Un test fiable et facile à mettre en œuvre
Serait-ce que la réalisation de ce test est trop chronophage pour nos amis généralistes dont on sait par ailleurs qu’ils sont débordés ? « Ça prend du temps à faire, d’où la réticence de certains », pointe un professionnel. Affirmation inexacte : en pratique, il n’en coûte au médecin que quelques minutes pour faire le prélèvement au moyen d’un coton tige dans la bouche de son patient puis obtenir le résultat. Confirmation d’un des protagonistes des échanges en ligne que nous avons pu lire :
« Le résultat se fait en même temps que l’examen. Dès qu’on me parle d’une douleur pharyngée [maux de gorge, ndlr], je dirige le patient vers la table d’examen et je prépare le matos. Premier truc que je fais, c’est le prélèvement : une minute de pose pendant la palpation, puis mise en place de la bandelette dans le réactif. En général, j’obtiens le résultat avant même d’avoir terminé la rédaction de l’ordo ».
Le tableau est donc le suivant : des tests fiables, très faciles à utiliser et qui de surcroît ne coûtent pas un centime aux médecins (vos cotisations les prennent en charge). Des tests dont l’utilité pour diminuer le recours aux antibiotiques et subséquemment participer à la lutte contre l’antibiorésistance – un fléau de santé publique – est par ailleurs flagrante… Mais qui pour autant demeurent sous-utilisés !
Les médecins invités à plus de pertinence
« En matière d’angine, écrivions nous déjà en 2014, les prescripteurs ont à leur disposition tous les outils leur permettant de parvenir à une prescription raisonnée d’antibiotiques. Il serait peut-être temps de s’atteler à la tâche ». Contacté à l’époque, MG France, le principal syndicat représentant les médecins généralistes, appelait alors de ses vœux la mise en place d’une nouvelle campagne de formation et d’information aux prescripteurs.

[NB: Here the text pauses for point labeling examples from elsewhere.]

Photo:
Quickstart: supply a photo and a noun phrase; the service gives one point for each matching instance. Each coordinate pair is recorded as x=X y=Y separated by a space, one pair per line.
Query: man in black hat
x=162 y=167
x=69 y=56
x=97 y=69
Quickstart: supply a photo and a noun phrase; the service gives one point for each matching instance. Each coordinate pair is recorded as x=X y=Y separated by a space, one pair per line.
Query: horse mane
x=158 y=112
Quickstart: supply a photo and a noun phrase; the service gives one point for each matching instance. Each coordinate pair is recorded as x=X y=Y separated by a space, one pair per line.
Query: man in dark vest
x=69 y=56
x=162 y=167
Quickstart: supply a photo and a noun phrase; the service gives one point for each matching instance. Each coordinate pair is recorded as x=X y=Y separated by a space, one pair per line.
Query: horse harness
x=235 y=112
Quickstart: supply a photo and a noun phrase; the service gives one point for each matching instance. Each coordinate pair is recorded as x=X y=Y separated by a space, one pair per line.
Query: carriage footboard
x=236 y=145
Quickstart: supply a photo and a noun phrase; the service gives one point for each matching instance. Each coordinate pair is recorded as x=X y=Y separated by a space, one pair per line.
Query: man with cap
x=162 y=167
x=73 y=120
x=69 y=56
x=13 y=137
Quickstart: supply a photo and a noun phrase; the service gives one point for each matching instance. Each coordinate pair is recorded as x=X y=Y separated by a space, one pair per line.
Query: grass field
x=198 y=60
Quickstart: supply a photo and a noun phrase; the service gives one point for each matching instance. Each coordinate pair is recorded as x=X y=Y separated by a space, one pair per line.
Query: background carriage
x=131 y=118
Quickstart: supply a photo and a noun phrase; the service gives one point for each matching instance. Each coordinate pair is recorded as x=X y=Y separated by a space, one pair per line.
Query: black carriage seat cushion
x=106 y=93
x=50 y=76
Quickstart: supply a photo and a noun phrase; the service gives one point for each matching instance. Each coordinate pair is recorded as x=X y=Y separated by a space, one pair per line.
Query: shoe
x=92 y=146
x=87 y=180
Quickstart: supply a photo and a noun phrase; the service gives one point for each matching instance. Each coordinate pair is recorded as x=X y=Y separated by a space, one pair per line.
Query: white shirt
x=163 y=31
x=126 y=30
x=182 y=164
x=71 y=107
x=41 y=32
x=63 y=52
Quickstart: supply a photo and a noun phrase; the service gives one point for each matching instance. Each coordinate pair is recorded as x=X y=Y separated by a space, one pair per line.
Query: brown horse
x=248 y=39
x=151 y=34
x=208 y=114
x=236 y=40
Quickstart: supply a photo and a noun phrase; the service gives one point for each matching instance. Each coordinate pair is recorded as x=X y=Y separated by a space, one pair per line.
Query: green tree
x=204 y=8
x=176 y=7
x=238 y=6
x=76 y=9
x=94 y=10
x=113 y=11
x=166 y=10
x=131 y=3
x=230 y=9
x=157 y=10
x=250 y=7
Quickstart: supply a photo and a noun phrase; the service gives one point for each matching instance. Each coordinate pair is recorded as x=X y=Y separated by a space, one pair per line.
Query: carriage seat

Une campagne que les pouvoirs publics sont évidemment invités à financer sur leurs propres deniers. Pourquoi pas, si la santé de nos concitoyens s’en trouve améliorée. Encore faudrait-il que les professionnels de santé acceptent enfin d’y prêter l’oreille et de remettre en question leurs pratiques qui, en l’espèce, restent pour le moment et pour nombre d’entre eux délétères d’un point de vue de santé publique.